NewlieDan just reminded me of the constant visitor I had for a long time (he finally died, not that it's a good thing, and I miss him). He'd go into my little fridge, get a cold beer and sit next to my Jointer and put the cold beer can on the jointer table. Sandpaper and wax kept things under control.

I have a 20 by 20 workshop that's separate from the house. In the summer I have a window A/C running, and in the winter I normally use a small electric heater. It works quite well. I also have the thing that some of you may fear - a propane gas heater for those really cold days. I only run it when I'm in the shop, and I really have had no condensation/rust issues in the last 3 or 4 years. I measure indoor and outdoor humidity, just to know what it is.
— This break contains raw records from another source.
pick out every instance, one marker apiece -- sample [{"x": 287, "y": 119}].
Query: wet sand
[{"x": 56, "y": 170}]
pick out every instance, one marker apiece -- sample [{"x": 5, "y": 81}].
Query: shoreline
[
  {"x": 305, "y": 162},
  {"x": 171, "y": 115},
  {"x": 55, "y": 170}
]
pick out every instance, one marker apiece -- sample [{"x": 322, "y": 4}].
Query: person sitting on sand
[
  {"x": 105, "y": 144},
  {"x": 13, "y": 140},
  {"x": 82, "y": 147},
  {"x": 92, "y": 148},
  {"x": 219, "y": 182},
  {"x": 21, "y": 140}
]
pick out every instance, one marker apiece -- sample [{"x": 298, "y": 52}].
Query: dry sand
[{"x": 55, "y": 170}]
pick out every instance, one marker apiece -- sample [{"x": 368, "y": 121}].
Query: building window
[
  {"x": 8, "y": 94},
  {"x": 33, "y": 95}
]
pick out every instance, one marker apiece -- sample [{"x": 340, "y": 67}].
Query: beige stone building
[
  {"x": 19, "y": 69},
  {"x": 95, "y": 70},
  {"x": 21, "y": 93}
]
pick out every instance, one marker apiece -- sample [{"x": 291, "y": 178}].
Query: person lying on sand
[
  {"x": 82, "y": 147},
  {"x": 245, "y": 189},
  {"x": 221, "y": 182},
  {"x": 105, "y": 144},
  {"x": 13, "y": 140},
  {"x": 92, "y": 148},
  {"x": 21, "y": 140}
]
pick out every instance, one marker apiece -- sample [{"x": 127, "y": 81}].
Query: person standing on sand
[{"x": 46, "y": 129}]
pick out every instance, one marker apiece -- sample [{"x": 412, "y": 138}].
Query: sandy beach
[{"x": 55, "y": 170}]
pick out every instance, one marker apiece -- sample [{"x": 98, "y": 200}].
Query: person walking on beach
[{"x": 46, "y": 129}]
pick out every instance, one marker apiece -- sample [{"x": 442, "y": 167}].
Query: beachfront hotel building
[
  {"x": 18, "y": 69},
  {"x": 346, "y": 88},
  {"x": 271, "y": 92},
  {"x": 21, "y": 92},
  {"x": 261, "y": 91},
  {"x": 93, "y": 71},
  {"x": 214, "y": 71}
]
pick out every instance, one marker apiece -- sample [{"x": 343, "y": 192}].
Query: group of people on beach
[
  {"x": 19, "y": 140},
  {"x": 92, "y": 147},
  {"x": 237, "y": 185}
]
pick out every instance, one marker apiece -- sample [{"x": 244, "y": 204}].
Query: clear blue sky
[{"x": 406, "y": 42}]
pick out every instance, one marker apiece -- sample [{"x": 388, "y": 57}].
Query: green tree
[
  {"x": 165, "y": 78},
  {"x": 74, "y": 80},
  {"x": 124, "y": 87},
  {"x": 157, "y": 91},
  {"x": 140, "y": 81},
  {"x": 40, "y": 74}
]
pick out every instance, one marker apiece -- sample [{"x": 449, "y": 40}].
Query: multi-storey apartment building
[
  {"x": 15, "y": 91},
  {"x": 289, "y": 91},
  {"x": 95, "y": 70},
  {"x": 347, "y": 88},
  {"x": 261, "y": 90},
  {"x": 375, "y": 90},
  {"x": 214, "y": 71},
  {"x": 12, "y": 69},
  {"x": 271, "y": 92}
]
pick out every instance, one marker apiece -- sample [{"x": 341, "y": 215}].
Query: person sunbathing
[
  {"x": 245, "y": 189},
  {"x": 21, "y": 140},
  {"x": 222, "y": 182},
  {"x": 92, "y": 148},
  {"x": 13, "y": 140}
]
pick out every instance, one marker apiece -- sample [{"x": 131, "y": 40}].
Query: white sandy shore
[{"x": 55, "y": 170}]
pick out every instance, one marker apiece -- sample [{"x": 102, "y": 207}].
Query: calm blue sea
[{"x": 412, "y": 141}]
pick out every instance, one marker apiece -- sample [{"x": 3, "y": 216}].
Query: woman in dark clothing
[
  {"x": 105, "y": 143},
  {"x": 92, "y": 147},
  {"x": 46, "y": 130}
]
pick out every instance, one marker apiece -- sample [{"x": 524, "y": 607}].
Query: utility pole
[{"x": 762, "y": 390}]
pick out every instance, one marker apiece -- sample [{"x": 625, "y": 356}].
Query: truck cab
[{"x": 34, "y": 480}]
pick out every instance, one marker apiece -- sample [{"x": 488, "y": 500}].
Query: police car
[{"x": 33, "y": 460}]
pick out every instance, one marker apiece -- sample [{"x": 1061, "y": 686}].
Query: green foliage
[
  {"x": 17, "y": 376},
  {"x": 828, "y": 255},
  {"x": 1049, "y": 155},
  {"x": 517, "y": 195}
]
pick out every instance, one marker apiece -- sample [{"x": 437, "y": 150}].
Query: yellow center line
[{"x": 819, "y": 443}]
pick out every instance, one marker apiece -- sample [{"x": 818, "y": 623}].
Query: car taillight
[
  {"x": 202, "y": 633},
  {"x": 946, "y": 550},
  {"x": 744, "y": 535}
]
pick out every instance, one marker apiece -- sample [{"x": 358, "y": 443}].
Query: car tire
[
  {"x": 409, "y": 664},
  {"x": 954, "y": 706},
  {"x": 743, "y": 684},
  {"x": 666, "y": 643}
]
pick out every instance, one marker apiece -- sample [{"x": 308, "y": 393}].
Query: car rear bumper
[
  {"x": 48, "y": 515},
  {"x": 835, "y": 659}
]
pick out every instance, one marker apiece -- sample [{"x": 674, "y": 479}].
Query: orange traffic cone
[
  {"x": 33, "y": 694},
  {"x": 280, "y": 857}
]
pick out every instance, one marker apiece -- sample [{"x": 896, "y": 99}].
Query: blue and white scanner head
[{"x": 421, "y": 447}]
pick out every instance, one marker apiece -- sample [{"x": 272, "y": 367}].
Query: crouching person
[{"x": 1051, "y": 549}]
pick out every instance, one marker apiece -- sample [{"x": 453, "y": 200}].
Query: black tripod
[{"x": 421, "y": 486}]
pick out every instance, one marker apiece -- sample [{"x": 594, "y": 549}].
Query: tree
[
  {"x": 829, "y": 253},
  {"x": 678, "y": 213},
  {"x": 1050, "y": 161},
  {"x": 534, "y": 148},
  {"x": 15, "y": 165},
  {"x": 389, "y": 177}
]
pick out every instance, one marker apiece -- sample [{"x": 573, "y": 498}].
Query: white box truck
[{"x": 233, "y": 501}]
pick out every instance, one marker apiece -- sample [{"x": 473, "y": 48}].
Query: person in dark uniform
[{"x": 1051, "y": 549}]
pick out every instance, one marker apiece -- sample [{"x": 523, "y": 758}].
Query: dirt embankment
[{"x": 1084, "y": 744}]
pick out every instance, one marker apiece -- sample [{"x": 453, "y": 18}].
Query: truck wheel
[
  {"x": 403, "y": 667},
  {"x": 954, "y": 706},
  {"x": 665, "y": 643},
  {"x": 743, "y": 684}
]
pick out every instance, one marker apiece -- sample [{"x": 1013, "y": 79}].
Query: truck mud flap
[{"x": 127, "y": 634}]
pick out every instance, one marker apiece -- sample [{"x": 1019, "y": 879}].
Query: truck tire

Many years ago I discovered (due to a slightly flooded house) that humidity isn't just in the air. It's in the carpet, the drapes, the couch, the clothes in your closet. Once a building reaches a certain humidity inside, it will tend to hold that humidity until it slowly equilibrates with the next weather change. So, back when I had a wet home, I decided to get a dehumidifier. I found a place that sold them and the sales guy wanted to know how big it needed to be. After much calculation, I finally just winged it and got the biggest non-commercial unit they had. I ran it day and night for over a month and it recovered an astounding amount of water.


----------



## graemlourens (Jul 28, 2016)

Hi Everybody.

Thank you so much for your comments and suggestions. I have put in a small weather station to monitor humidity (so far its way below what i thought it is, at 60% pretty much constant) and will see how it turns out during winter.

Before i go and buy anything expensive i first want to get a feeling on how cold it is really, to see what kind of heating i'll need. But the general consensus seems to be that in a wooden shop like mine, i'll not have to go to tremendous efforts to keep everything safe. I'll probably be starting with a small heater+fan that i turn on a while before i want to start working.

Kind regards, Graem


----------



## DustyM (May 16, 2016)

> I agree with Mahdee. Sounds like a typical Indiana weather cycle to me.
> 
> - pontic


Ditto for Kentucky. Never would have guessed that Poland's climate was so similar to the Midwest…my condolences!

And congratulations on the new shop!


----------